What Changed: Three New Voice Models
OpenAI released these models simultaneously on May 8:
- GPT-Realtime-2 — GPT-5-class reasoning for live voice conversations, with configurable reasoning effort, a 128K context window, parallel multi-tool calling, and natural interruption handling.
- GPT-Realtime-Translate — Live speech translation from 70+ input languages into 13 output languages, matching the speaker’s pace with synthesized target-language audio.
- GPT-Realtime-Whisper — Streaming speech-to-text that generates transcript text live as the speaker talks, not batch after silence detection.
Together they cover the three most common voice pipeline architectures: conversational AI, multilingual communication, and hybrid voice-plus-text workflows where you need a live transcript alongside a spoken response.
GPT-Realtime-2: What GPT-5-Class Reasoning Means for Voice
The original Realtime API used a voice-optimized model that was fast and fluent but shallow in reasoning. It struggled with multi-step logic, complex tool chains, and tasks requiring state across more than a few exchanges. It was better at sounding natural than at being correct on hard problems.
GPT-Realtime-2 inverts that priority. The underlying reasoning engine belongs to the same model family as GPT-5.5, which topped the May 2026 MMLU Pro and GPQA Diamond benchmarks. For voice agent developers, this means four concrete improvements:
- Reliable tool chaining. The model can call five tools in sequence, evaluate each result before calling the next, and maintain task context across the full chain without confabulating intermediate state.
- Parallel tool calls. GPT-Realtime-2 can issue multiple tool calls simultaneously and merge the results. A request like “book a meeting with all three of them tomorrow afternoon” fires three calendar API calls in parallel, not in sequence.
- Audible progress signals. During tool execution the model generates spoken filler matching what it’s doing: “checking your calendar now” or “looking that up.” This removes the dead air that made earlier voice agents feel broken during operations longer than 500ms.
- Stronger instruction following. System prompts with multi-clause constraints and conditional rules are reliably respected.
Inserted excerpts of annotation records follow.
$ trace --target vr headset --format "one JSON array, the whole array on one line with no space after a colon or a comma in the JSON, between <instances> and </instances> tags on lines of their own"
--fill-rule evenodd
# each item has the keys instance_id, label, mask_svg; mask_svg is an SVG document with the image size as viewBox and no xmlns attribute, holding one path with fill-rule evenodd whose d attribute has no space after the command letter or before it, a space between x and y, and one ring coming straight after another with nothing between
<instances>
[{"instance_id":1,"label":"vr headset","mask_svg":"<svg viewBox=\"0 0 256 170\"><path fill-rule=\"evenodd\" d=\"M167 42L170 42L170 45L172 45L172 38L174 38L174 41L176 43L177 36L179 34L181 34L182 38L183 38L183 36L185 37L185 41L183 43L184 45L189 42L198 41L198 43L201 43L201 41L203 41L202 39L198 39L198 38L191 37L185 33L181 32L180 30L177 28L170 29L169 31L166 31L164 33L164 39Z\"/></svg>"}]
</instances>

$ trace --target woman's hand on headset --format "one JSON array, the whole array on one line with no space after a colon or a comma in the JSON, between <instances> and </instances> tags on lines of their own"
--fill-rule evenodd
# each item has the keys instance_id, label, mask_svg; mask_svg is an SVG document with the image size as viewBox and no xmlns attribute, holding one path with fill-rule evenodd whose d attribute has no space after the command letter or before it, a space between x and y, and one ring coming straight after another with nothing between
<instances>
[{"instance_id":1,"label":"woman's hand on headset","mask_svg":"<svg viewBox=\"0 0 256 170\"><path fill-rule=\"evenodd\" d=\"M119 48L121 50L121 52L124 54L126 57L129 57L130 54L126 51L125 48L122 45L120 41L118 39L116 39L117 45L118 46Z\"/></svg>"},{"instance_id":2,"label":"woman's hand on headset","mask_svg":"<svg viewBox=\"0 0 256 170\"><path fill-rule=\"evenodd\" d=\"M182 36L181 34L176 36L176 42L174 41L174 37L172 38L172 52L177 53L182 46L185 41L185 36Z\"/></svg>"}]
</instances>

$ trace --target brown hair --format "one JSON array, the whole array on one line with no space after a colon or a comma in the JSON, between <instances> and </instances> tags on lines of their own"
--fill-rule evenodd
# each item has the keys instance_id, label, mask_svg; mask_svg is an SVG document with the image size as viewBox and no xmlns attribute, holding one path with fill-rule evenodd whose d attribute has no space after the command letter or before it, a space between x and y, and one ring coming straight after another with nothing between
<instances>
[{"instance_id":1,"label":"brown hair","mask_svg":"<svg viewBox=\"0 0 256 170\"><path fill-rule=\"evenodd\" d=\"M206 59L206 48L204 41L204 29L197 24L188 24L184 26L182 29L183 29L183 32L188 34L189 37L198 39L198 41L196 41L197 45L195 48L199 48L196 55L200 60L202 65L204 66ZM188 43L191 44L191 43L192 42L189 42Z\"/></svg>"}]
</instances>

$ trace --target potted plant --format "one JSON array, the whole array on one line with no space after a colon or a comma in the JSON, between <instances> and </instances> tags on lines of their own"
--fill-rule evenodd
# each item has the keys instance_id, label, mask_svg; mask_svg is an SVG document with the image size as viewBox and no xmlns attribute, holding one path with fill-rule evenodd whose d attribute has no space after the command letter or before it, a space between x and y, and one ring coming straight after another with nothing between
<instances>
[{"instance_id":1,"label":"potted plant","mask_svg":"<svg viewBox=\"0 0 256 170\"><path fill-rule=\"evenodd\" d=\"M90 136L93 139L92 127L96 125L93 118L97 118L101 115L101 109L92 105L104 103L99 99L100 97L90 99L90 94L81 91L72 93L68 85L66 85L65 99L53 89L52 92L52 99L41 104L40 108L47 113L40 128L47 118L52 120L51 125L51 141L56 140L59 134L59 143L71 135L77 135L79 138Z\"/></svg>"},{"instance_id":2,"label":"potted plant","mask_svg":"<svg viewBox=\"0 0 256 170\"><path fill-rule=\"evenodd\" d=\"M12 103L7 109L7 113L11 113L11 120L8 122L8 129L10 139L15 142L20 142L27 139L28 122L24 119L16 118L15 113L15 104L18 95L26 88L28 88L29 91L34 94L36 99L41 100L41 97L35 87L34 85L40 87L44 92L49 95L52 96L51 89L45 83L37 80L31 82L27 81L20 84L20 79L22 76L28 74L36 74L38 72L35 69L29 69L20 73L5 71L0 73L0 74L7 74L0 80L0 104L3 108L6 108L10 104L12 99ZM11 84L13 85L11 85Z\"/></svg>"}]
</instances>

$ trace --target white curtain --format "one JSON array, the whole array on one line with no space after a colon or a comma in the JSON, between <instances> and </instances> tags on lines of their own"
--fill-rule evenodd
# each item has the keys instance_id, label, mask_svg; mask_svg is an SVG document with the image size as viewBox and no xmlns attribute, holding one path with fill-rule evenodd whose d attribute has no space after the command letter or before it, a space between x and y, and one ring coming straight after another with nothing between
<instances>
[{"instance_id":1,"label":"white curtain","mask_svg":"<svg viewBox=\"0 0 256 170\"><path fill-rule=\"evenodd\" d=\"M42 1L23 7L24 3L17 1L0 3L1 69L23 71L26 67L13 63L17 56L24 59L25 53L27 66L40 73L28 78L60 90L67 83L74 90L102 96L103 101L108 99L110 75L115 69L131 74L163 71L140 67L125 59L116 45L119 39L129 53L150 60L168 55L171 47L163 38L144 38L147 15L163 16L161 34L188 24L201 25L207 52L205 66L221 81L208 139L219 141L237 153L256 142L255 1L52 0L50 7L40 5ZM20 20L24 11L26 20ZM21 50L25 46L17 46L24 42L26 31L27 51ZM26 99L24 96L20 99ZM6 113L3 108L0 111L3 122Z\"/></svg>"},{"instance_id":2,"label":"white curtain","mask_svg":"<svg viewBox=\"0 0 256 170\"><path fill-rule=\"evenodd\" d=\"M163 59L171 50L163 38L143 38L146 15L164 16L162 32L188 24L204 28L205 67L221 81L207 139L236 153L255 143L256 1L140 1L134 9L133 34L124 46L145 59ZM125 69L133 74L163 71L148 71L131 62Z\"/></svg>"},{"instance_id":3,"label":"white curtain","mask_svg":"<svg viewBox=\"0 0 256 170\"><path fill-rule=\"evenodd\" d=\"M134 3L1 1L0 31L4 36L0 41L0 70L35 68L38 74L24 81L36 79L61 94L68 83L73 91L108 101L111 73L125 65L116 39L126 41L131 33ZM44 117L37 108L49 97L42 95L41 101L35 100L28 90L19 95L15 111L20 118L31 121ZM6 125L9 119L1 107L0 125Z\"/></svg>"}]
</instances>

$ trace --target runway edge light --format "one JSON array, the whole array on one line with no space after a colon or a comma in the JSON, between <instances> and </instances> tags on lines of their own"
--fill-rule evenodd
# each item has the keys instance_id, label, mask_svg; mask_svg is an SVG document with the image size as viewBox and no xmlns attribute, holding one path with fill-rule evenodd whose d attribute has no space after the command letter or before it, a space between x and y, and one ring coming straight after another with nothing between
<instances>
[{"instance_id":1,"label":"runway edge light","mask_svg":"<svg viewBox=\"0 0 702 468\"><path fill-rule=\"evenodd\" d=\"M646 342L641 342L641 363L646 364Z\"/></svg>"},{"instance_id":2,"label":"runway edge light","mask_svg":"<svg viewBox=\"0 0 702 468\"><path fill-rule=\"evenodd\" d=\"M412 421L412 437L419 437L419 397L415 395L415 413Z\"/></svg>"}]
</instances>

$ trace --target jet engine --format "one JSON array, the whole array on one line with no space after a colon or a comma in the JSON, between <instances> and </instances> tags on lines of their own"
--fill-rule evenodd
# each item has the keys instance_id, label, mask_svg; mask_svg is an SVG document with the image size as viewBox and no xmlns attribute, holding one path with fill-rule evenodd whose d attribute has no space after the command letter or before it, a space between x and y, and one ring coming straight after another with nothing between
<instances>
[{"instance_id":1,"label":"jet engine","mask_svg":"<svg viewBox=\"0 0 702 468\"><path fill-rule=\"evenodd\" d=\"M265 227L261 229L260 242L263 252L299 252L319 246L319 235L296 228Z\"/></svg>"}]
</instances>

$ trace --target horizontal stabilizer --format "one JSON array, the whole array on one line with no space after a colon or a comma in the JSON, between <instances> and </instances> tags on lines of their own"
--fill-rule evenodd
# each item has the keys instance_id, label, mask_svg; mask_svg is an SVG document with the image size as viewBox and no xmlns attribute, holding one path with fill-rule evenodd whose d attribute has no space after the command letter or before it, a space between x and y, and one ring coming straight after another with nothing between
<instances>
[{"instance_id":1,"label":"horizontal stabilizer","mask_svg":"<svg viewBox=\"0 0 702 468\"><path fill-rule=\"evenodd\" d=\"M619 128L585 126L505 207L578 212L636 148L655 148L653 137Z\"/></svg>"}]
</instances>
Earlier Realtime models drifted from complex system prompts after four or five turns.
The 128K Context Window
The previous Realtime API supported 32K tokens. That sounds large until you factor in the real cost of a voice session: every exchange — question, tool call, result, response — adds tokens to the running context. A 30-minute customer support session with moderate tool use can exceed 32K and force external state management, which adds latency and architectural complexity.
The 128K window makes 45–60 minute sessions practical without context stitching. For healthcare intake conversations, extended enterprise support workflows, and tutoring or coaching sessions, this is the change that makes the Realtime API production-viable without custom memory scaffolding. If you have been maintaining a separate summary-and-reinject loop to keep costs down, you can simplify or remove it entirely.
Configurable Reasoning Effort
GPT-Realtime-2 supports a reasoning_effort parameter with values low, medium, and high. This directly controls both latency and cost:
low: fastest response, minimal internal chain-of-thought. Best for FAQ-style queries, simple lookups, and conversational back-and-forth with no tool calls.medium: balanced — the default. Handles tool use and moderate task complexity reliably.high: full reasoning chain before responding. Use when correctness on complex multi-step logic matters more than response speed — medical triage, financial calculations, legal reasoning.
For most deployments, routing simple turns to low and tool-heavy turns to medium cuts costs substantially without degrading quality where it matters. This is the same effort-routing principle covered in depth in the guide on managing agentic AI infrastructure costs.